The economic cheapness of digital publication democratizes expression and gives a necessary public to writers, and types of writing, that otherwise would be confined to the hard drive or the desk drawer. And yet the supreme ease of putting words online has opened up vast new space for carelessness, confusion, whateverism. Outside of Twitter, a coercive blogginess, a paradoxically de rigueur relaxation, menaces a whole generation’s prose (no, yeah, ours too). You won’t sound contemporary and for real unless it sounds like you’re writing off the top of your head. Thus: “In The Jargon of Authenticity, Adorno went bonkers with rage, and took off after Heidegger and the existentialists with a buzz saw, loudly condemning the sloppy word that these dumb existentialists sloppily use to brag about how they know what is real and what isn’t.” This appeared on a blog (The Awl), so its blogginess shouldn’t be held too much against it. But all contemporary publications tend toward the condition of blogs, and soon, if not yet already, it will seem pretentious, elitist, and old-fashioned to write anything, anywhere, with patience and care.

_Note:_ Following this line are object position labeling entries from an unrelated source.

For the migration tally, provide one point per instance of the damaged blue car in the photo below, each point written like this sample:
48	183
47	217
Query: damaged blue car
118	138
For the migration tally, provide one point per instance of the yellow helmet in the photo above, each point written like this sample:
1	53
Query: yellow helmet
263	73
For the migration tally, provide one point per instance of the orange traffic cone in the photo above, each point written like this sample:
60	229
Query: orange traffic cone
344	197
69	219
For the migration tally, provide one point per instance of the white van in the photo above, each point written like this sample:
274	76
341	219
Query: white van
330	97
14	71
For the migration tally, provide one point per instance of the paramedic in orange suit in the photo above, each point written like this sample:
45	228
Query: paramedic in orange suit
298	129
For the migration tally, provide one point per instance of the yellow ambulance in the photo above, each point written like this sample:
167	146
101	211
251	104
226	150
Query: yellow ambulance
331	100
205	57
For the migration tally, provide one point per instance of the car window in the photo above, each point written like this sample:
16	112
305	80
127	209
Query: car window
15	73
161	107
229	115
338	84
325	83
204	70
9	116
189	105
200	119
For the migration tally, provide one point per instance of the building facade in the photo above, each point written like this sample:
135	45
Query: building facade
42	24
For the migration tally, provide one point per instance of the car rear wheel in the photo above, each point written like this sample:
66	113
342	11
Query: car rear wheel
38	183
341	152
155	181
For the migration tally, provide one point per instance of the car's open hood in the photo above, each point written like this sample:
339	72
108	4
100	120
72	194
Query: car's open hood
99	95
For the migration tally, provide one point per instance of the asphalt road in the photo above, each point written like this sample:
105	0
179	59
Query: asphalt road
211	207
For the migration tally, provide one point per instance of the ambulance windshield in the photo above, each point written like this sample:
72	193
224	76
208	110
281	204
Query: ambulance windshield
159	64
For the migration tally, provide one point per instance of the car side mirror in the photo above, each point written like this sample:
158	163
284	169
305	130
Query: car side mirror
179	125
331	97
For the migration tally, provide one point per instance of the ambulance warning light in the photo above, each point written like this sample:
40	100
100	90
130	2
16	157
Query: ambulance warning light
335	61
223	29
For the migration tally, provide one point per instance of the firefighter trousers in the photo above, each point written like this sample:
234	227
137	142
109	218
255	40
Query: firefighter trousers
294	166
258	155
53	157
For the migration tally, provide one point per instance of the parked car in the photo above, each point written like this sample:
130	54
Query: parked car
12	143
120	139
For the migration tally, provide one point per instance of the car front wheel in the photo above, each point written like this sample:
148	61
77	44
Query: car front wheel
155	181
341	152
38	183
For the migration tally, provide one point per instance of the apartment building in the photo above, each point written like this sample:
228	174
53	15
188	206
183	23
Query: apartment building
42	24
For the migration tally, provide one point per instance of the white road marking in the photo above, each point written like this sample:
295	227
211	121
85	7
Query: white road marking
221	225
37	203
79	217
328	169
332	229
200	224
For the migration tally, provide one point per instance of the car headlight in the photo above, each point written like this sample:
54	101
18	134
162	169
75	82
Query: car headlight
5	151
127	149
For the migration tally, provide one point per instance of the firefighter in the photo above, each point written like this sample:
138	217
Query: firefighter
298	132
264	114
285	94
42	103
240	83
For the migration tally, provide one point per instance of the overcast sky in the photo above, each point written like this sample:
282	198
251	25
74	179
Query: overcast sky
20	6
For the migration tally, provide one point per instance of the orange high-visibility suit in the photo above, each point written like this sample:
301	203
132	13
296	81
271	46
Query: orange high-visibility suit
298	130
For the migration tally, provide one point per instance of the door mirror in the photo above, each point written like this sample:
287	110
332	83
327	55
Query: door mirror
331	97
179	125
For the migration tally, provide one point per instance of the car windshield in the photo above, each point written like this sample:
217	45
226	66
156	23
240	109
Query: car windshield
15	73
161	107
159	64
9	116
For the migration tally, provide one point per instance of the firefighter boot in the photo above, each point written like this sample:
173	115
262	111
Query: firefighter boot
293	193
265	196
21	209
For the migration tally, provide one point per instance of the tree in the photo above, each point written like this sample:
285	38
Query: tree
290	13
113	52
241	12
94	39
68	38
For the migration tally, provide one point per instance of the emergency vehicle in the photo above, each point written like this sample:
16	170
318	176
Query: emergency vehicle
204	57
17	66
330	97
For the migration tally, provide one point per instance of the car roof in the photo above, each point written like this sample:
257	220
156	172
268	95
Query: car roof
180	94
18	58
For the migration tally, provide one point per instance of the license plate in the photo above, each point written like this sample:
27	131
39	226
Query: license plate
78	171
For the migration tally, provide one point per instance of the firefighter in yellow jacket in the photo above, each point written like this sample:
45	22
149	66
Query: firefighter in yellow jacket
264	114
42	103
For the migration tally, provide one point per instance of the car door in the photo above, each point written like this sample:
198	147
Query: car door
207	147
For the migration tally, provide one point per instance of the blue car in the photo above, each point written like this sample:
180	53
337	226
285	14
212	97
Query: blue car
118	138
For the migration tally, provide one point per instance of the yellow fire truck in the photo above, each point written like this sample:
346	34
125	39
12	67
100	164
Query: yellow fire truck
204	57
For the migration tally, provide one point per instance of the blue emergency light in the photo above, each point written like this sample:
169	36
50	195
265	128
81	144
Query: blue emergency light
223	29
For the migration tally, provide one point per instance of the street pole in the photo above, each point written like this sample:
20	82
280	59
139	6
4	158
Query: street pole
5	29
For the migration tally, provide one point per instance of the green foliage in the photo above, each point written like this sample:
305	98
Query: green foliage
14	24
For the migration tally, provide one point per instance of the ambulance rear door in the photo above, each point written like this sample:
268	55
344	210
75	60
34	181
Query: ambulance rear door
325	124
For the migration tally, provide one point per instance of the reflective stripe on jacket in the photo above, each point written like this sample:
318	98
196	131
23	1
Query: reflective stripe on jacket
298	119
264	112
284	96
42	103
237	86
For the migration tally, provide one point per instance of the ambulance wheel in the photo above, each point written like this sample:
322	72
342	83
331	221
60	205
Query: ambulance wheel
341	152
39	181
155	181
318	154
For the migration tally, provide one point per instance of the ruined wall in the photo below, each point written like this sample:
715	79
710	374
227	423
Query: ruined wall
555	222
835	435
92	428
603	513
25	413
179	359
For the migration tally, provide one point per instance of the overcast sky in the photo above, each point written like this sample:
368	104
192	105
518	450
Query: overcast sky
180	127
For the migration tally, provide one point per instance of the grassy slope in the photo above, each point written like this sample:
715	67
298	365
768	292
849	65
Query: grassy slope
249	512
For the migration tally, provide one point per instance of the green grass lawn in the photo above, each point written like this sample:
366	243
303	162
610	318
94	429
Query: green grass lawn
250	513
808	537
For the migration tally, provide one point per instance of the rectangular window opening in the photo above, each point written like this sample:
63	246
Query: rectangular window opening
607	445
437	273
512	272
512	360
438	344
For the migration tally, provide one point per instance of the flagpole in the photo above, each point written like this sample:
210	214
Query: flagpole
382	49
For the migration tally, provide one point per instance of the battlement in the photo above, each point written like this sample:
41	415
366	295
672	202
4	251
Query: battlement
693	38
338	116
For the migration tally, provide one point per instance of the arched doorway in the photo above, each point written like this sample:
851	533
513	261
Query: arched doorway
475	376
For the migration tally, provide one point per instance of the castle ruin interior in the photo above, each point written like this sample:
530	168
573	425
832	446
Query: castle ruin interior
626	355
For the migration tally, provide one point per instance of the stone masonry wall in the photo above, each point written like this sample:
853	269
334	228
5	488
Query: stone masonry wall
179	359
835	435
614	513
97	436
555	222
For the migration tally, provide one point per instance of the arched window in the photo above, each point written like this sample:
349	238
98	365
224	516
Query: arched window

The accidental progenitor of the blogorrheic style is David Foster Wallace. What distinguishes Wallace’s writing from the prose it begot is a fusion of the scrupulous and the garrulous; all of our colloquialisms, typically diffusing a mist of vagueness over the world, are pressed into the service of exactness. To a generation of writers, the DFW style was the sound of telling the truth, as — in an opposite way — the flat declaratives and simplified vocabulary of Hemingway were for a different generation. But an individual style, terse or wordy, can breed a generalized mannerism, and the path once cleared to saying things truly and well is now an obstacle course. In the case of the blogorrheic style, institutional and technological pressures coincided with Wallace’s example. Bloggers (which more and more is just to say writers) had little or no editing to deal with, and if they blogged for money they needed to produce, produce. The combination discouraged the stylistic virtues of concision, selectivity, and impersonality.

Enter — ambiguously — Twitter. The strict 140-character limit (shorter if you want retweets), established at the length of a text message, has defined the service since its launch in 2006. The tweet is a literary form of Oulipian arbitrariness, and the straitjacket of the form has determined the schizophrenia of the content. A tweet is so short that you can get right to the point — but so short, also, that why should it have one? Twitter’s formal properties bend, simultaneously, in opposite directions: toward the essential but also the superfluous, the concise but also the verbose.

There’s not much point in deploring the over-tweeters of the under-important. Just unfollow them. (Except, of course, where the elaborate social politics of Twitter forbid unfollowing.) But two-faced Twitter has also brought about, in its opposite aspect, the very last thing to have been expected from the internet: a renovation of the epigram or aphorism, a revaluation of the literary virtues of terseness and impersonality.

This means that Twitter, officially a microblogging platform, in practice has often functioned in a way opposite to the blog. Of course a tweet is just a tweet, not to be made too much of. Even so, La Rochefoucauld, Oscar Wilde, Dorothy Parker, Cyril Connolly, the Kafka of The Blue Octavo Notebooks, Cioran — they would have been excellent tweeters, and the best tweets, today, rival their greatest one-liners. (In fact to encounter their sententiae parcelled out as tweets would have made for a better experience than reading The Unquiet Grave or The Trouble with Being Born straight through. Aphorisms are ideally consumed like nuts or candies, a handful at a time.) So Twitter doesn’t only have the widely recognized usefulness of providing updates on news and revolution, and illuminating links, and many laughs and smirks. It has also brought about a surprising revival of the epigrammatic impulse in a literary culture that otherwise values the merely personal and the super-colloquial as badges of authenticity. “Write as short as you can/ In order/ Of what matters,” John Berryman counseled in a pre-tweet of 44 characters. Favorite that, followers.